# s3-bucket-stream

# Usage

You must provide aws credentials using [a credentials file](https://docs.aws.amazon.com/sdk-for-javascript/v2/developer-guide/loading-node-credentials-shared.html) or [another method](https://docs.aws.amazon.com/sdk-for-javascript/v2/developer-guide/setting-credentials-node.html)

```
const { BatchStream } = require("s3-bucket-stream")

const readableStream = BatchStream("BucketNameGoesHere")

const read = () => {
  let batch = readableStream.read()
  if (batch) {
    console.log(`Fetched batch of size ${batch.length}`)
    process.nextTick(() => {
      readableStream.once("readable", read)
    })
  }
}

readableStream.once("readable", read)
```

## Using Generators
```
const { generateBatch } = require("s3-bucket-stream")

const main = async () => {
  let generator = generateBatch("BucketNameGoesHere", /* MaxKeys = 1000 */)
  for await (let item of gen) {
    console.log(item)
  }
}
main()
```

# What is s3-bucket-stream?

s3-bucket-stream contains methods to retrieve the contents of every file in an S3 bucket in lexicographical order. It exposes stream and generator APIs for retrieving a list of all Keys in a bucket and for retrieving the Body of every Key in a bucket. It is useful for running a batch process on an EC2 instance that pulls files from S3.

Note that making LIST and GET request to S3 buckets will incur a cost on your account. See [S3 Pricing](https://aws.amazon.com/s3/pricing/) for your region's costs.

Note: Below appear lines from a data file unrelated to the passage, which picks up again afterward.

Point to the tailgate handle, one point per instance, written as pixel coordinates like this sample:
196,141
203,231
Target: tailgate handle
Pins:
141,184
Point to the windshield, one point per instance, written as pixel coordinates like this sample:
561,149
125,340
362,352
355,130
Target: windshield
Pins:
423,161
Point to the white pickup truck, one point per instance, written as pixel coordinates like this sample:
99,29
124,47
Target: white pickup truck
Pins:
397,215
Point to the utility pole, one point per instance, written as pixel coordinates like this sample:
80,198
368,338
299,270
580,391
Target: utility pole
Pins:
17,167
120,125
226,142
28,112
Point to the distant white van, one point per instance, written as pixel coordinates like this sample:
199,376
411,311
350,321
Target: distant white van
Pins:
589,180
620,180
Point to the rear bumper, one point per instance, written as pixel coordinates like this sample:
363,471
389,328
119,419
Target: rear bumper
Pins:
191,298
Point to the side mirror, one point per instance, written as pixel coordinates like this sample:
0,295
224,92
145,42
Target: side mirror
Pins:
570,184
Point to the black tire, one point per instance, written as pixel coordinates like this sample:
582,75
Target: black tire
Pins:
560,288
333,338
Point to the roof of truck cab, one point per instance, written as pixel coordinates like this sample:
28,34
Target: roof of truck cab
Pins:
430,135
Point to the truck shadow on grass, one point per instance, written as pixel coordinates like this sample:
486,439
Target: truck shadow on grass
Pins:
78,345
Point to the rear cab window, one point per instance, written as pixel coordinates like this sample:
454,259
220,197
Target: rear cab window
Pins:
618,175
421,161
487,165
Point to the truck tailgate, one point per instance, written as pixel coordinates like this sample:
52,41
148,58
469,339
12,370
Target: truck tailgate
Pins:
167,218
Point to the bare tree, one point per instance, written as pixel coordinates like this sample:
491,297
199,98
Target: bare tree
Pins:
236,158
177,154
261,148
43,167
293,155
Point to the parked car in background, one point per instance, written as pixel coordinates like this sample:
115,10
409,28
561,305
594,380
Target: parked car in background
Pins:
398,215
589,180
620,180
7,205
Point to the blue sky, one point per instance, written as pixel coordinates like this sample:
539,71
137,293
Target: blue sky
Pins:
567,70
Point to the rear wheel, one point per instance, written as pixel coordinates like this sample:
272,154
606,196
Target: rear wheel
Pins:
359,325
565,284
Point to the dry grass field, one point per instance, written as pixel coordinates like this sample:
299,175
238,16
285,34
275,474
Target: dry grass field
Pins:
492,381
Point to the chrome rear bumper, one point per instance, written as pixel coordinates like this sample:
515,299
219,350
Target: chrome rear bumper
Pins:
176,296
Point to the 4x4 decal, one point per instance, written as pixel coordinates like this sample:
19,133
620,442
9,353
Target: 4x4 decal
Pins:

Data transfer out of S3 buckets will also incur a cost on your account. See [S3 Pricing](https://aws.amazon.com/s3/pricing/) for details. Note that data transfer from S3 to EC2 is free.

# Local Testing

To eliminate costs while testing your batch process, you can use the library's built-in local filesystem reader. Create a folder at path `./s4` and the library will treat each subfolder of `./s4` as a bucket. You can then fill these folders with a small subset of files from your S3 buckets for testing locally. This local API is identical to the S3 API but will never make any requests to S3, only to your local filesystem.

## Usage

### Streams
```
const { localBatchStream } = require("s3-bucket-stream")
const readableStream = localBatchStream("FolderNameGoesHere")
// Use it the same way as BatchStream
const read = () => {
  let batch = readableStream.read()
  if (batch) {
    console.log("Fetched batch of size", batch.length)
    process.nextTick(() => {
      readableStream.once("readable", read)
    })
  }
}

readableStream.once("readable", read)
```

### Generators
```
const { localGenerateBatch } = require("s3-bucket-stream")

const main = async () => {
  let gen = localGenerateBatch("listings0", 1)
  for await (let item of gen) {
    console.log(item)
  }
}
main()
```

# API Reference

## Batch

`BatchStream` and `generateBatch` will return the following object:
```
{
  Key: string
  Bucket: String
  Body: string
}
```

## Key

`KeyStream` and `generateKeys` will return the following object
```
{
  Bucket: string
  Keys: string[]
}
```

Note that use of capitalization in the field names to match the `aws-sdk` interface.